Runbook parameters do not handle complex types properly
When passing parameters to Runbooks, neither PowerShell 5.1 nor PowerShell 7.1 handle parameter types appropriately. It appears that whatever strings I send in are passed through ConvertFrom-Json even if I want the parameter interpreted as a string.
According to the documentation, I should be able to pass JSON as a parameter that has type [object]
. The documentation then uses ConvertFrom-Json to turn that into an object. But, when I pass JSON to my runbook, it is either already converted (and sometimes to an incorrect shape), or the JSON is corrupted and ConvertFrom-Json cannot parse it.

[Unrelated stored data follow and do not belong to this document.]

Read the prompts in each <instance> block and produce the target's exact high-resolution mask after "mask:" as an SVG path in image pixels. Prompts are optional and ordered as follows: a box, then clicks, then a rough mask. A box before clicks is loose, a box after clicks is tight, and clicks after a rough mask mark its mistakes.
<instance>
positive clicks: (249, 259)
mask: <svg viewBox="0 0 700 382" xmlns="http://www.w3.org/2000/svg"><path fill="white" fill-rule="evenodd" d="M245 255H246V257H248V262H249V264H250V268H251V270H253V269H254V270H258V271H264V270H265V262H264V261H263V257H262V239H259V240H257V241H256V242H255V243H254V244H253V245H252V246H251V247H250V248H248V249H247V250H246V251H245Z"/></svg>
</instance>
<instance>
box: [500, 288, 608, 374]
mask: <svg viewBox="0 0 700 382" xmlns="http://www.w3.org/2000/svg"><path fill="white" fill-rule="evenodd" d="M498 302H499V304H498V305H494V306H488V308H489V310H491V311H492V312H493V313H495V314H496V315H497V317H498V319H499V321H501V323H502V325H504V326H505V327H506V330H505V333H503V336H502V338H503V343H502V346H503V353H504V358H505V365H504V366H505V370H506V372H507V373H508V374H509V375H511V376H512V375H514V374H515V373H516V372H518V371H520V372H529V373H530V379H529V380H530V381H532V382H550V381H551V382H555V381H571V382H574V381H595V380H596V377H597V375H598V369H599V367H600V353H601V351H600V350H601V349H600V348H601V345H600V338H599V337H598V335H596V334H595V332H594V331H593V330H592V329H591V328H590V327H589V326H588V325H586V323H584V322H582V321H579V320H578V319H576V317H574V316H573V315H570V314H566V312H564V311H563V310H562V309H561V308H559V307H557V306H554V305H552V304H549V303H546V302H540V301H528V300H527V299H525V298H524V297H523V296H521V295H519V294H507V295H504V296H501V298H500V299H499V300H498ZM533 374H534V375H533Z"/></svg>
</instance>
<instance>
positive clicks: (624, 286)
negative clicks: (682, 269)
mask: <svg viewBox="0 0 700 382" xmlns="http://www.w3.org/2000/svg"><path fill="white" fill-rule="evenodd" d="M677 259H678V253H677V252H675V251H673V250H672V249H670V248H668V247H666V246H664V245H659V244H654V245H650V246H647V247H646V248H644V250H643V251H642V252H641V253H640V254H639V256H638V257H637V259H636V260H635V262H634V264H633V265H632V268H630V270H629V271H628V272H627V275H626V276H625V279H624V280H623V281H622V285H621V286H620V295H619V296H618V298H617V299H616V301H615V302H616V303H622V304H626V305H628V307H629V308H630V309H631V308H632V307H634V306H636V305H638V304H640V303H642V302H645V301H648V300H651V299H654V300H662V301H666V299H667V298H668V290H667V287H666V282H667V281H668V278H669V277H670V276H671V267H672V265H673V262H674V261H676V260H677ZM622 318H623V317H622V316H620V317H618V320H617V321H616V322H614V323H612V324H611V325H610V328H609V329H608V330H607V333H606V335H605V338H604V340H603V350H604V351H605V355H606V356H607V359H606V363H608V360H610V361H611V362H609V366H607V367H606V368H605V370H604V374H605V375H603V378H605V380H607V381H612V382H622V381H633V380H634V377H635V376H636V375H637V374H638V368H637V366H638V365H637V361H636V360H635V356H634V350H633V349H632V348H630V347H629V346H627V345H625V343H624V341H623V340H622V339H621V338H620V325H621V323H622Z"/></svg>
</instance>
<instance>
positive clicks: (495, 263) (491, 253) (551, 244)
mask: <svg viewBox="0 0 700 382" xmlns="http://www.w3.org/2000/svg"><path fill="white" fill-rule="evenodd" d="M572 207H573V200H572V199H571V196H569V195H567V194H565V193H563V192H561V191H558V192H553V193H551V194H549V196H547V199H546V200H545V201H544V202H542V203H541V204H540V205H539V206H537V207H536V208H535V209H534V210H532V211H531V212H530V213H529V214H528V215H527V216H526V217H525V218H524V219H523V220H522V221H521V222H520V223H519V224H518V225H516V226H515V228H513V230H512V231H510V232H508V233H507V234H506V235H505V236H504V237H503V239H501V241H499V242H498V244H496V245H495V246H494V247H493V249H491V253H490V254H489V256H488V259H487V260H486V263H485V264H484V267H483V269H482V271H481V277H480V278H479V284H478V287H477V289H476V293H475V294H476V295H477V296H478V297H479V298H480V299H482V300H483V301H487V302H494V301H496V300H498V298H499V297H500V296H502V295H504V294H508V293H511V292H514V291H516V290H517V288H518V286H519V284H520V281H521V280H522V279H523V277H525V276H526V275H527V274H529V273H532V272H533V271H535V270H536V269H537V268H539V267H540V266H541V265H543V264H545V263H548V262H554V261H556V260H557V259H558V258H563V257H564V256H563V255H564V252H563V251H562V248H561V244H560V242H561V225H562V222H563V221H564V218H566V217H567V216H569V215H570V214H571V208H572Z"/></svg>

Using the following runbook:
param(
[string]$StringContainingText,
[string]$StringContainingJsonString,
[string]$StringContainingJsonArray,
[string]$StringContainingJsonObject,
[object]$Object,
[array]$Array
)
"StringContainingText: $($StringContainingText.GetType()) ~$StringContainingText~" | Write-Output
"StringContainingJsonString: $($StringContainingJsonString.GetType()) ~$StringContainingJsonString~" | Write-Output
"StringContainingJsonArray: $($StringContainingJsonArray.GetType()) ~$StringContainingJsonArray~" | Write-Output
"StringContainingJsonObject: $($StringContainingJsonObject.GetType()) ~$StringContainingJsonObject~" | Write-Output
"Object: $($Object.GetType()) ~$Object~" | Write-Output
"Array: $($Array.GetType()) ~$Array~ Len: $($Array.Length) Len[0]: $($Array[0].Length)" | Write-Output
And starting the runbook with this HTTP request:
{
"properties": {
"runbook": {
"name": "ParameterTest"
},
"parameters": {
"StringContainingText": "Hello, world",
"StringContainingJsonString": "\"Hello, world\"",
"StringContainingJsonArray": "[ \"one\", \"two\" ]",
"StringContainingJsonObject": "{ \"foo\": \"bar\" }",
"Object": "{ \"foo\": \"bar\" }",
"Array": "[ \"foo\", \"bar\", 123 ]"
},
"runOn": ""
}
}
A PowerShell 5.1 runbook produces the following output:
StringContainingText: string ~Hello, world~
StringContainingJsonString: string ~Hello, world~
StringContainingJsonArray: string ~one two~
StringContainingJsonObject: string ~@{foo=bar}~
Object: System.Management.Automation.PSCustomObject ~@{foo=bar}~
Array: System.Object[] ~foo bar 123~ Len: 3 Len[0]: 3
The PowerShell 5.1 result has the following problems:
- The string parameter StringContainingJsonString is missing the double-quotes at the beginning and end of the string
- The string parameter StringContainingJsonArray has is missing the square brackets and double-quotes
- The string parameter StringContainingJsonObject is completely mangled (it looks like it was converted to a PS hashtable then back to a string)
A PowerShell 7.1 runbook produces the following output:
StringContainingText: string ~Hello, world~
StringContainingJsonString: string ~Hello, world~
StringContainingJsonArray: string ~[ one, two ]~
StringContainingJsonObject: string ~{ foo: bar }~
Object: string ~{ foo: bar }~
Array: System.Object[] ~[ foo, bar, 123 ]~ Len: 1 Len[0]: 17
The PowerShell 7.1 result has the following problems:
- The string parameter StringContainingJsonString is missing the double-quotes at the beginning and end of the string
- The string parameter StringContainingJsonArray has is missing the square brackets and double-quotes
- The string parameter StringContainingJsonObject is completely mangled (it looks like it was converted to a PS hashtable then back to a string)
- The object parameter Object should be a hashtable, but instead is a string. The double quotes have been stripped so it is no longer valid JSON.
- The array parameter Array should contain 3 elements but instead contains 1 element which is the whole object mangled the same way StringContainingJsonArray is.